I have a Westell VersaLink 327W DSL modem/ WiFi router that I thought I could use for a WiFi LAN around my house. The only thing is that I have AllTell DSL through a Speedstream 5200 DSL modem already and would just like to use the WiFi part of the Westell.

Can this be done?

If so, could someone walk me through it?:4-dontkno


----------



## johnwill (Sep 26, 2002)

Connecting two SOHO broadband routers together.

Configure the IP address of the secondary router to be in the same subnet as the primary router, but out of the range of the DHCP server in the primary router. For instance DHCP server addresses 192.168.0.2 through 192.168.0.100, I'd assign the secondary router 192.168.0.254 as it's IP address.

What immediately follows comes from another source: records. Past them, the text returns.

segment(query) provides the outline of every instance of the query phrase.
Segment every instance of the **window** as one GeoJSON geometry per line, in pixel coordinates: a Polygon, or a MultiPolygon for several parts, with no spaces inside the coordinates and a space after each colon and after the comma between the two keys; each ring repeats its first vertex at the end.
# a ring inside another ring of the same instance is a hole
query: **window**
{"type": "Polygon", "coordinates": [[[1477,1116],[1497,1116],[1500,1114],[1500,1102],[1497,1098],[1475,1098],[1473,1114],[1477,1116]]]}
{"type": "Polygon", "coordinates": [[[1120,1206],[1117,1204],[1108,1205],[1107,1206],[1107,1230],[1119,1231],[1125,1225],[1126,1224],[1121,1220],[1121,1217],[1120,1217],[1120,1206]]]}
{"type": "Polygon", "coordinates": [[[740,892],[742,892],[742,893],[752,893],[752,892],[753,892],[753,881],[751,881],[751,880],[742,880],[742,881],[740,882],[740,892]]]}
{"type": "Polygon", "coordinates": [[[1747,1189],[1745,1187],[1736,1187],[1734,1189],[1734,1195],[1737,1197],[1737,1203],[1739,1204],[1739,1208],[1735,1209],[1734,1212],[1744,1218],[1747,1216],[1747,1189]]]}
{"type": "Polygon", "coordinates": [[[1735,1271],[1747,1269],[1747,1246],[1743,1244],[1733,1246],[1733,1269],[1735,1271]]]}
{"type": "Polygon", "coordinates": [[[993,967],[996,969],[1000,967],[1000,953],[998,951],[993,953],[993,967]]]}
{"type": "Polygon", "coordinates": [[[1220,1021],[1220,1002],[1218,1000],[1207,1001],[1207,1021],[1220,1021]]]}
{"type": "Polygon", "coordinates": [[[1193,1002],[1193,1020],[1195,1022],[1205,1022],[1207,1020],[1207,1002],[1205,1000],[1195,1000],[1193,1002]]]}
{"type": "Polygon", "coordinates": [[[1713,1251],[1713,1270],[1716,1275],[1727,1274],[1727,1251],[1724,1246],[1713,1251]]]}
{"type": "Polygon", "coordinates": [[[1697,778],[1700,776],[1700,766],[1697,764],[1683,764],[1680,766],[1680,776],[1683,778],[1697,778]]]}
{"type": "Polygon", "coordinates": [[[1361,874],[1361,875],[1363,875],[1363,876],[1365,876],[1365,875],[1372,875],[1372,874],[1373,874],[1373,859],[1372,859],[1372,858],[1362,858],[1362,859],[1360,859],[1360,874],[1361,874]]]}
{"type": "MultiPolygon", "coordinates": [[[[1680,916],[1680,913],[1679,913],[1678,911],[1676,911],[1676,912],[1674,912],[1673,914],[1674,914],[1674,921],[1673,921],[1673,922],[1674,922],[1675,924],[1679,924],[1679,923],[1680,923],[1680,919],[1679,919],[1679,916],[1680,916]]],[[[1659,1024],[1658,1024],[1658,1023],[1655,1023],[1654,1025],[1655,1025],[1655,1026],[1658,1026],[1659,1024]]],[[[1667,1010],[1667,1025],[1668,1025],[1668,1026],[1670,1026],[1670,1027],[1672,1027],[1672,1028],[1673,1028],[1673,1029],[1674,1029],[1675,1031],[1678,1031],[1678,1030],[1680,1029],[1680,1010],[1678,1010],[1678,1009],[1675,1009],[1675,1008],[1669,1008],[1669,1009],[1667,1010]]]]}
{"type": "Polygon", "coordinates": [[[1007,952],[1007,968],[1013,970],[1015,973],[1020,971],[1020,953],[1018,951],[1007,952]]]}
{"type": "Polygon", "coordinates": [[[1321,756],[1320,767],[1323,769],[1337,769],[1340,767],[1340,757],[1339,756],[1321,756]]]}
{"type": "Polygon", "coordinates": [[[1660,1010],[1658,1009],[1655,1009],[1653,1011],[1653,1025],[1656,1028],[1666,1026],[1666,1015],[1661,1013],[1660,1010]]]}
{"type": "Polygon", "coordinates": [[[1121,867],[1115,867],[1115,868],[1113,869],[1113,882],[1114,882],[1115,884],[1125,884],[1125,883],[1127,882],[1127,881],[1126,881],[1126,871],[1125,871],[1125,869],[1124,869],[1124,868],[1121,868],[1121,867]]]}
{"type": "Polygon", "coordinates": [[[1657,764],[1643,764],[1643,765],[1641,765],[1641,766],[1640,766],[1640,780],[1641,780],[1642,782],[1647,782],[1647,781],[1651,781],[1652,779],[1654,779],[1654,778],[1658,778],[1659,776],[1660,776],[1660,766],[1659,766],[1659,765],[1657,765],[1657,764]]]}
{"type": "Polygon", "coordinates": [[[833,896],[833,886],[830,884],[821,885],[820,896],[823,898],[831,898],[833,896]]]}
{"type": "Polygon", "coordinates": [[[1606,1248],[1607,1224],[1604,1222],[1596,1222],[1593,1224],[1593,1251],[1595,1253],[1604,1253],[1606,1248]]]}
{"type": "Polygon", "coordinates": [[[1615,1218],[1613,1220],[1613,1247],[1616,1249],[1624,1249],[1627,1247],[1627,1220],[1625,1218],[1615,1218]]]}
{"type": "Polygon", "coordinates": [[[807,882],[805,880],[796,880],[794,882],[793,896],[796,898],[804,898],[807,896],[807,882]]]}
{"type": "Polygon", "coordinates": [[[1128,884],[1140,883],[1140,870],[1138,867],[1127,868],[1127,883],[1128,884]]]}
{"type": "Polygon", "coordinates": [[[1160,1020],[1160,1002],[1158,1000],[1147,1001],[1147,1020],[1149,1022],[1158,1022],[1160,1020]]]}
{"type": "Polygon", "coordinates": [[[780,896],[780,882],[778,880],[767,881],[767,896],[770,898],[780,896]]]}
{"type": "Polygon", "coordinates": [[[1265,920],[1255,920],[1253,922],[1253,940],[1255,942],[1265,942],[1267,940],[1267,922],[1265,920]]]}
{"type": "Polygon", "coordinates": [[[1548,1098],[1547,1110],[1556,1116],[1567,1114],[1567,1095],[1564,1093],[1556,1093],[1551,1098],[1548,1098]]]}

_*Note: Do this first, as you will have to reboot the computer to connect to the router again for the remaining changes.*_

Disable the DHCP server in the secondary router.

Setup the wireless section just the way you would if it was the primary router, channels, encryption, etc.

Connect from the primary router's LAN port to one of the LAN ports on the secondary router. If there is no uplink port and neither of the routers have auto-sensing ports, use a cross-over cable. Leave the WAN port unconnected!

This procedure bypasses the routing function (NAT layer) and configures the router as a switch (or wireless access point for wireless routers).


----------